Par la suite, la NASA signera plusieurs contrats dans le cadre du programme COTS avec des acteurs privés qui sont régulièrement placés à la Une des médias du monde entier. Il s'agit bien entendu de SpaceX, Boeing, ou encore Orbital Sciences. Ce programme permet à la NASA de confier le transport de fret au secteur privé.
La relève après l'arrêt de Space Shuttle
Il sera suivi en 2010 par le programme CCDeV (Commercial Crew Development) à laquelle de nombreux candidats répondent : Sierra Nevada Corporation, Boeing, Blue Origin, United Launch Alliance, etc. Le CCDeV a pour but de transporter les astronautes américains jusqu'à l'ISS depuis le sol américain, et ainsi de se passer des services du Roscosmos et de sa fusée Soyouz. En 2014, SpaceX et Boeing remportent tous deux le contrat. Leurs deux vaisseaux, le Dragon Crew et le CST-100 Starliner, seront financés par la NASA.À l'heure actuelle, la NASA a prolongé son contrat avec le Roscosmos pour l'expédition d'astronautes jusqu'à l'ISS. Les vaisseaux de Boeing et SpaceX devraient cependant être prêts dans les mois qui viennent. La société d'Elon Musk a par ailleurs obtenu sa certification pour effectuer des vols habités suite au succès de son décollage avec Crew Dragon, mais une récente défaillance lors d'un test statique pourrait repousser encore l'échéance de cette première mission entièrement américaine de plusieurs mois. Une échéance qui s'avère pourtant pressante pour restaurer la grandeur spatiale Américaine, et bien que le vaisseau Soyouz soit encore l'un des plus sûrs, l'incident qui s'est déroulé en octobre dernier soulève des questions et aurait bien pu tourner au drame.
Une station en fin de vie ?
La plupart des composants de l'ISS ont été conçus pour une durée de vie de 15 ans. La NASA et ses différents partenaires ont d'ores et déjà programmé la fin de vie de la station entre 2024 et 2028, année où elle soufflera ses 30 bougies.Seulement, son rôle et ses objectifs scientifiques sont nombreux puisqu'ils permettent notamment d'étudier la physiologie humaine en orbite, de faire des recherches sur la physique et la science des matériaux, des études biologiques, mais aussi d'observer la Terre et l'espace grâce à ses multiples instruments.

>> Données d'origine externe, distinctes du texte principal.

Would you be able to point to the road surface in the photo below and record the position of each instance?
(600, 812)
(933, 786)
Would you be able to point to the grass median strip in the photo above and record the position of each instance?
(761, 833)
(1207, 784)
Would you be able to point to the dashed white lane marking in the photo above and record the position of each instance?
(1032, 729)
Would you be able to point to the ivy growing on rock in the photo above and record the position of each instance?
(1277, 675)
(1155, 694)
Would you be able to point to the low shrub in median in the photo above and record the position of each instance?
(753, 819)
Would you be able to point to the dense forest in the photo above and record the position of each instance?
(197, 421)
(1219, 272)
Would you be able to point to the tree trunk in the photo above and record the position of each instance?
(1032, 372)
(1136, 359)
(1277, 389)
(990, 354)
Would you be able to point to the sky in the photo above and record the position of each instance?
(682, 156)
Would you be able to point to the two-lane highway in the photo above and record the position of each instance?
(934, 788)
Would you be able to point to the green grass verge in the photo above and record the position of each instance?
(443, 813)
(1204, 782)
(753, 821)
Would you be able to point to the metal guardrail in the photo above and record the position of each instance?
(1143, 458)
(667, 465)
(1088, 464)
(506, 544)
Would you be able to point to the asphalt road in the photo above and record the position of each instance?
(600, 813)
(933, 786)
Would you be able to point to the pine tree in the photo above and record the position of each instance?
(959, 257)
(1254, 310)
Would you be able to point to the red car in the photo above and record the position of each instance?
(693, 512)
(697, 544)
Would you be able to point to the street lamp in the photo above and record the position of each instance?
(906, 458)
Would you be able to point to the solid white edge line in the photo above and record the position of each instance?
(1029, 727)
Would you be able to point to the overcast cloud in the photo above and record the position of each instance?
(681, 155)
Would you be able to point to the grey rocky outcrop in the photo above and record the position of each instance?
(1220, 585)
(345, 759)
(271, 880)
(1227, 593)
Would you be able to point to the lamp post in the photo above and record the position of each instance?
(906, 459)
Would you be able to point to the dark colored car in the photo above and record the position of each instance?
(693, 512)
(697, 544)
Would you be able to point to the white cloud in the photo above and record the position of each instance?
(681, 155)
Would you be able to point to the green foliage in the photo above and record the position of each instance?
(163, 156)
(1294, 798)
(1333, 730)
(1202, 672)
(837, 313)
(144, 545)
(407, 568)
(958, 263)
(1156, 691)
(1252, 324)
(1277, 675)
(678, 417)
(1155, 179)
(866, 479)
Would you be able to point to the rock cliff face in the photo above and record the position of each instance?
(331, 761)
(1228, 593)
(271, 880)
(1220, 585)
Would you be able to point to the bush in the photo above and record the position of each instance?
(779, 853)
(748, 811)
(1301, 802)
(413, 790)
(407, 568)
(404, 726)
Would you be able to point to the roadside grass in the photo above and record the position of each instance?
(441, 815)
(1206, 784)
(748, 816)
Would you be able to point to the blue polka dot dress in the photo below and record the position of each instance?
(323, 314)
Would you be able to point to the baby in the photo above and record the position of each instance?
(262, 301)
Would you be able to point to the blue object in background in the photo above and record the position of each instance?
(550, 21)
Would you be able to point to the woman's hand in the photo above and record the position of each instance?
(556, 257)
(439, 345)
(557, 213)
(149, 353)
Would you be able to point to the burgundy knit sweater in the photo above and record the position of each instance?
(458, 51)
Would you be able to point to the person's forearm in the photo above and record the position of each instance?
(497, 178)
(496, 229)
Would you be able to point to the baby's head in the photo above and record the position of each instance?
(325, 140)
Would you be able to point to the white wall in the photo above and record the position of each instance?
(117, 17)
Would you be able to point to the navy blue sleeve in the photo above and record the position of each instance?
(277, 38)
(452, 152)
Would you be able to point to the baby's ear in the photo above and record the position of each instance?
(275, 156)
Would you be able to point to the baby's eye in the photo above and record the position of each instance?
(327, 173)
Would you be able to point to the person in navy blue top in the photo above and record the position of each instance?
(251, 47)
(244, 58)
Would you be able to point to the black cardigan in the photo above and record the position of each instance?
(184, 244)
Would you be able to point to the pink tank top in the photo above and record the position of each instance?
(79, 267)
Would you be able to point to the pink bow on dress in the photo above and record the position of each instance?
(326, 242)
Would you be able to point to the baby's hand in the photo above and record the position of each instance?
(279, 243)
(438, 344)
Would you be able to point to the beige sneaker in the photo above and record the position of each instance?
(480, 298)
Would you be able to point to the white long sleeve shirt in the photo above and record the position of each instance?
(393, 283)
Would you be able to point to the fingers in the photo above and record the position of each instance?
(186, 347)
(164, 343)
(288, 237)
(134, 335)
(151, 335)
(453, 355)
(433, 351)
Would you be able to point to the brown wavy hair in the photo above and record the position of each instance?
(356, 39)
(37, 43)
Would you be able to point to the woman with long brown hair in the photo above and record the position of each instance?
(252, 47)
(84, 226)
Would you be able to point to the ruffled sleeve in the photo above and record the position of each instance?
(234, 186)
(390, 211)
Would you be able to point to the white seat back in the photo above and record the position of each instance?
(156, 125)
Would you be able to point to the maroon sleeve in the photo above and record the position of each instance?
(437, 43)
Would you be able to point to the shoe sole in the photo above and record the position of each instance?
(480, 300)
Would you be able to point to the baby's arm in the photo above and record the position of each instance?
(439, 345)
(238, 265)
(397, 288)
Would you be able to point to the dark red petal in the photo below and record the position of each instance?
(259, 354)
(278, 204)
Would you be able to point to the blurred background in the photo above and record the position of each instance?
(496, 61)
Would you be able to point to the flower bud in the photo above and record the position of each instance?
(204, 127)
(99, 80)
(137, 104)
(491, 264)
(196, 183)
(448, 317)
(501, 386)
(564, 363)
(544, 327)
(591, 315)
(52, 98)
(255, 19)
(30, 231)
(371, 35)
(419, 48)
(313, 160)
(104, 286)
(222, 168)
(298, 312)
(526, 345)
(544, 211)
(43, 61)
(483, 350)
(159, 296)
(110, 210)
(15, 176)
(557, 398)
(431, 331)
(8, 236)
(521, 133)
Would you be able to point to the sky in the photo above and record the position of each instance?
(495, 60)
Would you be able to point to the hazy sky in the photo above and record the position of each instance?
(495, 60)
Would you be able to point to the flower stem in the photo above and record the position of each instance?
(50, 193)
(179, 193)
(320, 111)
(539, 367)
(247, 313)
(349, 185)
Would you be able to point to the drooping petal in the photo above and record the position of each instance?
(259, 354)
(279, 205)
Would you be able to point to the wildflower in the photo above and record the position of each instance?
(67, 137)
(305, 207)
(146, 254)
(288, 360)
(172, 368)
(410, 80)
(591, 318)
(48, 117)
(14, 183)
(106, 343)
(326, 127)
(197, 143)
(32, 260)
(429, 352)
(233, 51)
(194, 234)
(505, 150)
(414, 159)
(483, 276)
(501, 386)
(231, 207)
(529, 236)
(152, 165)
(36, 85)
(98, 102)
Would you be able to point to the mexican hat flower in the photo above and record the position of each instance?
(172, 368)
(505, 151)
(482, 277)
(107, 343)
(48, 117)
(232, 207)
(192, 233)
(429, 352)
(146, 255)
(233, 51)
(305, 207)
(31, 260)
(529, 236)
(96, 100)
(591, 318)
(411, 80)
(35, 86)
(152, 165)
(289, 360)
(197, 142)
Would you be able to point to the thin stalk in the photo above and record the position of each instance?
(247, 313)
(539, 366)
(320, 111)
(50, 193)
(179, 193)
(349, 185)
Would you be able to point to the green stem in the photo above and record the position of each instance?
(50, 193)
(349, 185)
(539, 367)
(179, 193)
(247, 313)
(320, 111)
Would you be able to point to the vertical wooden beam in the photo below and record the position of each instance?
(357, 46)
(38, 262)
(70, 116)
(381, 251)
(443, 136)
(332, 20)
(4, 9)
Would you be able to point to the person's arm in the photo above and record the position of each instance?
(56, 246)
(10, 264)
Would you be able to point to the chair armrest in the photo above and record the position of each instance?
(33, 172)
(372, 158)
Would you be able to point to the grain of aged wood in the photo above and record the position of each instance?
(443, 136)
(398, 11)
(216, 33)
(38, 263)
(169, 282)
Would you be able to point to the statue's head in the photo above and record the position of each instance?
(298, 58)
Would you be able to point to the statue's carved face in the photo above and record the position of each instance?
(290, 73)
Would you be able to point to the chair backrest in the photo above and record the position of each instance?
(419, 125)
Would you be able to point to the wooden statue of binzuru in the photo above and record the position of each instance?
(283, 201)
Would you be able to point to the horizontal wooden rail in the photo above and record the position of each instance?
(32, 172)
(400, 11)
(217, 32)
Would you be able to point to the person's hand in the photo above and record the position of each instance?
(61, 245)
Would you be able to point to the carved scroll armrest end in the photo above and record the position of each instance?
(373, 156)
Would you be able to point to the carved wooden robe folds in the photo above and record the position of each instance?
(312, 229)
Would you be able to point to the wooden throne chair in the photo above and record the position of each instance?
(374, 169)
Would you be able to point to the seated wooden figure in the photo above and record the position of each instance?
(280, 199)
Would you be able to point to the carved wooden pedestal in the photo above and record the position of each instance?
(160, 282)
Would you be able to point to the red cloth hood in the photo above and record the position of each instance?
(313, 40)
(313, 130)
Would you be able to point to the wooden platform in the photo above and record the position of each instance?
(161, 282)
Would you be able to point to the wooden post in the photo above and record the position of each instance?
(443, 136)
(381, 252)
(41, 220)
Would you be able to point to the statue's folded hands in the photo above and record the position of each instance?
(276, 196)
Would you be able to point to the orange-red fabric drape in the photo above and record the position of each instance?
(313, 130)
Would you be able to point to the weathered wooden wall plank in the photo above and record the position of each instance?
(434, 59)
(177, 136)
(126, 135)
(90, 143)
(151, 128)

La perte de l'ISS serait donc énorme, d'autant plus qu'il s'agit ici d'un programme collaboratif auquel de nombreux pays participent et nous espérons bien revoir Thomas Pesquet à l'œuvre ! Néanmoins, plusieurs projets sont actuellement en train de voir le jour pour remplacer l'ISS. La NASA entend ainsi mettre en place une plateforme qui orbitera cette fois-ci bien plus loin, autour de la Lune avec la Lunar Orbital Platform-Gateway (LOP-G).
Le Roscomos ainsi que l'agence spatiale chinoise ont eux aussi leurs projets. Les Russes entendent développer un nouveau projet nommé OPSEK - Orbital Piloted Assembly and Experiment Complex - qui se situera en orbite basse terrestre, tout comme l'ISS. L'Empire du Milieu ambitionne quant à lui de devenir une superpuissance spatiale et outre ses projets de colonisation de la Lune, la CNSA compte lancer dès 2020 son « Palais Céleste » Tiangong.